Ik ken de formules van de volgende positieve ionen: Ag+, Al3+, Au+, Au3+, Ba2+, Ca2+, Cu2+, Fe2+, Fe3+, Hg+, Hg2+, K+, Li+, Mg2+, Na+, Pb2+, Pb4+, Sn2+, Sn4+, U3+, U6+ en Zn2+.
Ik ken de formules van de volgende negatieve ionen: Br-, Cl-, F-, I-, O2- en S2-.
Ik ken de formules van de volgende samengestelde ionen: NH4+, CH3COO-, CO32-, HCO3-, NO3-, NO2-, OH-, PO43-, HPO42-, H2PO4-, SO32-, SO42-, MnO4-, SiO32- en S2O32-.
Ik kan verhoudingsformules opstellen en de naam geven van zouten, die hierboven genoemde ionen bevatten.
Stroomgeleiding bij zouten:
Ik kan bij een gegeven verhoudingsformule de lading van één van de (onbekende) ionen afleiden.
Ik kan het verschil tussen de stroomgeleiding van een vast en een vloeibaar zout verklaren op microniveau.
Ik kan een relatie leggen tussen het geleidend vermogen van een zoutoplossing en de oplosbaarheid van een zout en daarbij gebruik maken van de begrippen verzadigd/onverzadigd.
Oplossen van zouten:
Ik kan m.b.v.

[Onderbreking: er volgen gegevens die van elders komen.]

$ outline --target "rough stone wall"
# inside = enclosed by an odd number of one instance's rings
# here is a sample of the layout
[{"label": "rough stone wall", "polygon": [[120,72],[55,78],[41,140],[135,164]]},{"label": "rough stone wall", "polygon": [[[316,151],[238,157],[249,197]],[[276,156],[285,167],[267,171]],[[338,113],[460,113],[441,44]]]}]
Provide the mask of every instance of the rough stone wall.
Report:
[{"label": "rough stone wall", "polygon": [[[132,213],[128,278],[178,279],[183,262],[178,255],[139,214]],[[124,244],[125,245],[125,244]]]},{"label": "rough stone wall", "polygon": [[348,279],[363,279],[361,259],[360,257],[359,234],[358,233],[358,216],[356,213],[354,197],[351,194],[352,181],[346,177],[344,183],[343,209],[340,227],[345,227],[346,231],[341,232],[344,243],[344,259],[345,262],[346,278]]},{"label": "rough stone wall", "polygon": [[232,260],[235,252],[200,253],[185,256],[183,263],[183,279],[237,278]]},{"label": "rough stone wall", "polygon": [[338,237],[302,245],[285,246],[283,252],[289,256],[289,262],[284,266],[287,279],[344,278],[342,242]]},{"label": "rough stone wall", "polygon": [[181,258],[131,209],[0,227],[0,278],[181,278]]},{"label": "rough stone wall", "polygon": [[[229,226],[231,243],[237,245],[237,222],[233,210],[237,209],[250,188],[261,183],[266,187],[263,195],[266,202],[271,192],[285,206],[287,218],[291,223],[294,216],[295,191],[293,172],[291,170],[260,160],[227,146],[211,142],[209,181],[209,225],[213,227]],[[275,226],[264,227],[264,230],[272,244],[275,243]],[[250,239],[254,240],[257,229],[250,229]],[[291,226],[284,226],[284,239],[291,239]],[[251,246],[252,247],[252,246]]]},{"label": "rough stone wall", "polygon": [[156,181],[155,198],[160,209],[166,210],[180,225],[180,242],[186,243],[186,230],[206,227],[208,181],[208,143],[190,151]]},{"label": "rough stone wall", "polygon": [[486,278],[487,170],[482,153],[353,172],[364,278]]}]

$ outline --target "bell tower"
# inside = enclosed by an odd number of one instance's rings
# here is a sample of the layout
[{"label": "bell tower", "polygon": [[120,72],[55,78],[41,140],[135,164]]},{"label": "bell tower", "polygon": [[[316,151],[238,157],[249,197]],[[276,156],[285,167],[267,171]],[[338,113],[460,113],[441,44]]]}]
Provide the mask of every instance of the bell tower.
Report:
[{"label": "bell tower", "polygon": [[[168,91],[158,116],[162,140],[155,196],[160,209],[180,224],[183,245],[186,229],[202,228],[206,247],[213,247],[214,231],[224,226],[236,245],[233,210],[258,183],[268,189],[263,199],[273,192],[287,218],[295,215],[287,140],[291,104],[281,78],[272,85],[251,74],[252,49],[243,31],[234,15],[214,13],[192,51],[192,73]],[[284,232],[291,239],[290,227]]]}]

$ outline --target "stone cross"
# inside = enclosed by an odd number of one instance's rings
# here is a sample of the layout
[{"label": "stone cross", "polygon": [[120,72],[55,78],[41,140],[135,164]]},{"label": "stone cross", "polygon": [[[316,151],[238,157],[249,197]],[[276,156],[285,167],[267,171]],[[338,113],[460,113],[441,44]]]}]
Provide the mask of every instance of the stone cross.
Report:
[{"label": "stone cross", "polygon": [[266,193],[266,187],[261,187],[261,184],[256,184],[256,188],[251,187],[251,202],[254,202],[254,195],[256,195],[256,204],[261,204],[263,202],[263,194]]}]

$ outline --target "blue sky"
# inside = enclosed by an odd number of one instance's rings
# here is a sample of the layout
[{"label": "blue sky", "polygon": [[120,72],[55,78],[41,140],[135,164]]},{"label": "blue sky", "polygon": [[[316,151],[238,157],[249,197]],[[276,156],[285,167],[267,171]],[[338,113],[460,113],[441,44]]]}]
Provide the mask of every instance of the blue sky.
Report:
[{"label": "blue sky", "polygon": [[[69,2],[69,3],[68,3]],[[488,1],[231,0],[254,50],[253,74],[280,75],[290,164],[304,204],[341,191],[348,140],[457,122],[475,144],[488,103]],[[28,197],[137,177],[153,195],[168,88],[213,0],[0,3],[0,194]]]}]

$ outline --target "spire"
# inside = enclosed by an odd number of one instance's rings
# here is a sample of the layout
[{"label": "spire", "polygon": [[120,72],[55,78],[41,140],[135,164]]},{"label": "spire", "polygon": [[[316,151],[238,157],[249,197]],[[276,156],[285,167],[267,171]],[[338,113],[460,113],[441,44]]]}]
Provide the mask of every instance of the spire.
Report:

Binas tabel 45A voorspellen of een zout goed, matig of slecht oplost in water.
Ik kan het oplossen van een zout weergeven in een reactievergelijking.
Ik kan het indampen van een zoutoplossing weergeven in een reactievergelijking.
Ik kan de hierboven genoemde processen beschrijven op microniveau en benoemen welke bindingen verbroken en gevormd worden.
Ik weet welke zoutoplossingen bedoeld worden met de triviale namen natronloog, kaliloog, kalkwater en barietwater.